Who we are
Foundation models have transformed text and images, but structured data - the largest and most consequential data modality in the world - has remained untouched. Tables power every clinical trial, every financial model, every scientific experiment, every business decision. No one has built a foundation model that truly understands them.
Until now. What LLMs did for language, we're doing for tables.
Momentum: We pioneered tabular foundation models and are now the world-leading organization in structured data ML. Our TabPFN v2 model was published in Nature and set a new state-of-the-art for tabular machine learning. Since its release, we've scaled model capabilities more than 20x, reached 3M+ downloads, 6,000+ GitHub stars, and are seeing accelerating adoption across research and industry - from detecting lung disease with Oxford Cancer Analytics to preventing train failures with Hitachi to improving clinical trial decisions with BostonGene.
The hardest work is in front of us. We're scaling tabular foundation models to handle millions of rows, thousands of features, real-time inference, and entirely new data modalities - while building the infrastructure to deploy them in production across some of the most demanding industries on earth. These are open problems no one else is working on at this level.
Our team: We’re a small, highly selective team of 20+ engineers and researchers, selected from over 5,000 applicants, with backgrounds spanning Google, Apple, Amazon, Microsoft, G-Research, Jane Street, Goldman Sachs, and CERN, led by Frank Hutter, Noah Hollmann and Sauraj Gambhir and advised by world-leading AI researchers such as Bernhard Schölkopf and Turing Award winner Yann LeCun. We ship fast, create top-tier research, and hold each other to an extremely high bar.
What’s Next: In 2025, we raised €9m pre-seed led by Balderton Capital, backed by leaders from Hugging Face, DeepMind, and Black Forest Labs. The next modality shift in AI is happening - and we're hiring the team that makes it.
About The Role
You'll join our data science team working with an entirely new class of AI models.
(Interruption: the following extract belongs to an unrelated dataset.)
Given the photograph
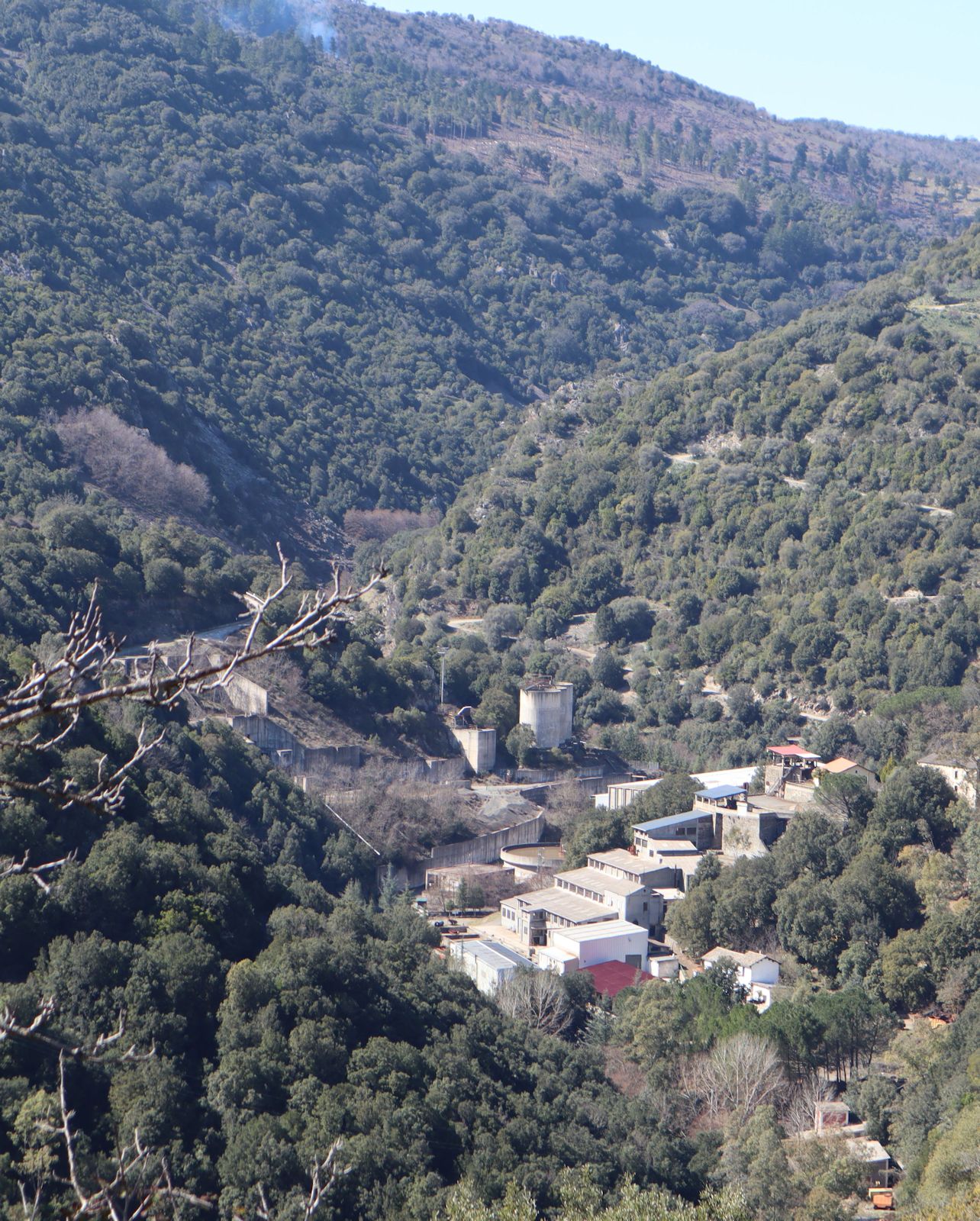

As a Data Scientist at Prior Labs, you'll be the critical link between our foundation models and real-world applications — experimenting hands-on with our tabular foundation models (including TabPFN) to uncover new applications, working directly with customers to show how native tabular AI solves problems traditional methods can't, and translating what you learn back into our product roadmap.
How You'll Drive Impact:
Applied Data Science & Experimentation: Identify high-impact use cases for TFMs and build proof-of-concepts that showcase their advantages over traditional ML. Develop best-practice workflows using capabilities like in-context learning (ICL) and benchmark rigorously against existing approaches.
Customer Success: Work directly with users to understand their challenges and demonstrate TFM value through technical demos tied to real business objectives. Guide onboarding to deliver quick wins and translate user feedback into technical insights for our product team.
Community & Education: Design and deliver workshops, tutorials, and content that explains the tabular foundation model paradigm — how it differs from LLMs and traditional ML, and why it matters. Engage the data science community through Kaggle, GitHub, and public-facing work.
What We're Looking For:
PhD or Master's in a quantitative field, plus 3+ years of experience building and deploying ML/AI in industry, competitive ML, or open-source.
Deep proficiency in Python and the data science ecosystem, with hands-on experience in PyTorch and strong software engineering practices
Ability to translate complex technical concepts into tangible value for both technical and non-technical audiences
Genuine curiosity about new model architectures and a drive to explore what they can do
Nice to Have:
Kaggle Grandmaster, Master, or Expert status
Experience in technical consulting, solutions engineering, MLOps, or developer advocacy
Contributions to open-source libraries or data science tooling
A portfolio of blog posts, talks, or projects that demonstrate strong technical communication
Location
Compensation & Benefits
Competitive compensation package with meaningful equity (We compete with the world's biggest AI companies for talent)
Work with state-of-the-art ML architecture, substantial compute resources, and a world-class team
Annual company-wide offsites to bring the team together (last trip was to the Alps 🏔️)
30 days of paid vacation + public holidays
Comprehensive benefits including healthcare, transportation, and fitness
Support with relocation where needed
Our Commitments
We believe the best products and teams come from a wide range of perspectives, experiences, and backgrounds. That’s why we welcome applications from people of all identities and walks of life, especially anyone who’s ever felt discouraged by "not checking every box."
We’re committed to creating a safe, inclusive environment and providing equal opportunities regardless of gender, sexual orientation, origin, disabilities, or any other traits that make you who you are.